El caso de las ágiles diputadas saltarinas

Su decisión de saltar de partido no genera un reclamo organizado, proveniente de algún sector que se sienta traicionado por el viraje; nada representan fuera de un pequeño círculo de amigos y familiares
Por Juan J. Sánchez Meza
No debiera extrañarnos el caso de dos diputadas al Congreso del Estado que contendieron al cargo con el apoyo del PRI y que, una vez alcanzada la curul, decidieron brincar a las filas del oficialismo.
Es muy explicable que estas mujeres busquen cobijarse bajo el manto del partido en el poder, no sólo porque les resulta más beneficioso, prometedor y, en último caso, más cómodo estar dentro que fuera, sino porque no saben qué hacer fuera del poder; no entienden el papel de la oposición; no saben qué hacer como opositoras políticas del poder ni les interesa aprenderlo, sobre todo porque ya es tarde para ello.
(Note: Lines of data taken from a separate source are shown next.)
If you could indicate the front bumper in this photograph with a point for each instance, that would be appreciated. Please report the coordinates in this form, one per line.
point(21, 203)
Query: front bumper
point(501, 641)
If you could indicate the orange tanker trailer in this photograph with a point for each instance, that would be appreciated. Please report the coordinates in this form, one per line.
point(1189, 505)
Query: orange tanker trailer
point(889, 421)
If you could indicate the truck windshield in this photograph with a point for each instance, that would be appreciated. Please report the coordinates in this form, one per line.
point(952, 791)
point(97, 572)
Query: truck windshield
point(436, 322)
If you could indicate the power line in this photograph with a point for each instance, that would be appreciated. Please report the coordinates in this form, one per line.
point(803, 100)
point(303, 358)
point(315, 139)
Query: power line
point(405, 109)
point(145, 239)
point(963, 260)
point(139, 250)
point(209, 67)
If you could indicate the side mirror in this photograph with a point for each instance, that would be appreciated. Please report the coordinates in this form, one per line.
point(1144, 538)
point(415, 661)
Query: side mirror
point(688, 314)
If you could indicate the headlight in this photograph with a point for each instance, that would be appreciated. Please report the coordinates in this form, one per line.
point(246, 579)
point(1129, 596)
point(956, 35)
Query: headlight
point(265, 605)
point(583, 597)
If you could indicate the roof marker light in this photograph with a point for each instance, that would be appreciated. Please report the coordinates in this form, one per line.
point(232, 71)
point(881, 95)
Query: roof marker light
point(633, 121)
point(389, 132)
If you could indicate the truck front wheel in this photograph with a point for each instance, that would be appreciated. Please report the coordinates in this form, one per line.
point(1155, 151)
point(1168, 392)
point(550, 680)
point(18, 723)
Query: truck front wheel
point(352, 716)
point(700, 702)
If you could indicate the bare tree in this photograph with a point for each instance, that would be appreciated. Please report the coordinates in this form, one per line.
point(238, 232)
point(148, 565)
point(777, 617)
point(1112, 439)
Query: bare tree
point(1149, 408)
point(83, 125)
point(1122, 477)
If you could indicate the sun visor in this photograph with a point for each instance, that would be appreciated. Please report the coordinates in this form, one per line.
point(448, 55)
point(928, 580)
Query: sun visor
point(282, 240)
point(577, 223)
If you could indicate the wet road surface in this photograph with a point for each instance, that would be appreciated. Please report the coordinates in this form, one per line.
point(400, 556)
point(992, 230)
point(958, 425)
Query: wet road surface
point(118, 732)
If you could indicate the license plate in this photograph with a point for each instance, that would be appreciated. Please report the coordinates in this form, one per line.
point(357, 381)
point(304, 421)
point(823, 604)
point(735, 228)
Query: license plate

Es decir, no están dispuestas a vencer los desafíos que debe enfrentar la oposición para ser digna de ese nombre, por la sencilla razón de que no saben cómo y por supuesto que no les importa.
Por otro lado, solo es parcialmente cierto que estas dos mujeres le deban el cargo a los votantes de la coalición que apareció en la boleta; en realidad, se lo deben a quien le dio instrucciones al presidente del comité estatal del PRI para que apoyara sus candidaturas, preparara la documentación necesaria, allanara el camino a cualquier dificultad y las inscribiera ante el órgano electoral.
Detrás de esas candidaturas no había, ni entonces ni ahora, una corriente de opinión de grupos significativos de la sociedad que las apoyara; ninguna organización de trabajadores, campesina, obrera, popular o empresarial o de mujeres organizadas o de cualquier agrupamiento gubernamental o no gubernamental, etc., etc., veía en ellas una esperanza de representación efectiva y la verdad que no lo necesitaban, porque les bastaba ser consideradas por la gobernadora del estado.
En ese sentido, su decisión de saltar de partido no genera un reclamo organizado, proveniente de algún sector que se sienta traicionado por el viraje; solo hay una masa anónima de votantes, la mayoría de los cuales no sabía ni sabe quiénes son estas diputadas y tampoco le interesa saberlo porque, insisto, nada representan fuera de un pequeño círculo de amigos y familiares.
Por esa misma razón, la discusión de su cambio de colores sólo se desarrolló como alimento de las columnas de cronistas de la vida local de los partidos que hablan de traiciones porque suponen que en algún momento estas mujeres profesaron algún credo político, alguna convicción ideológica.
En realidad, para ellas solo fue, es y seguirá siendo valiosa la fidelidad no a un ideario o a un partido, ni siquiera a un gobierno o a un programa político, sino solo a una persona que no es otra que la que decidió que fueran candidatas e hizo posible que ganaran.
Entonces, no estamos, ante el sangrado que provoca el éxodo de liderazgos y militantes cuyo patrimonio de popularidad y votos vaya ahora a enriquecer las siglas del partido en el poder, porque nada aportan a éste, salvo su voto en la Cámara local y, desde luego, hacen lucir avasallante al partido que hace unas semanas era su contendiente. El problema se reduce a que este par de mujeres entendió que no es lo mismo integrar el minúsculo círculo de una oposición —que no lo es— que estar al servicio del poder. No padecen adicción a la política, porque lo que ellas llaman política no es otra cosa que la cercanía —la mayor posible— al poder liso y llano; es decir, al Ejecutivo, quienquiera que lo encabece y al que siempre, como ahora, le ofrecerán su voto para todo lo que se ofrezca.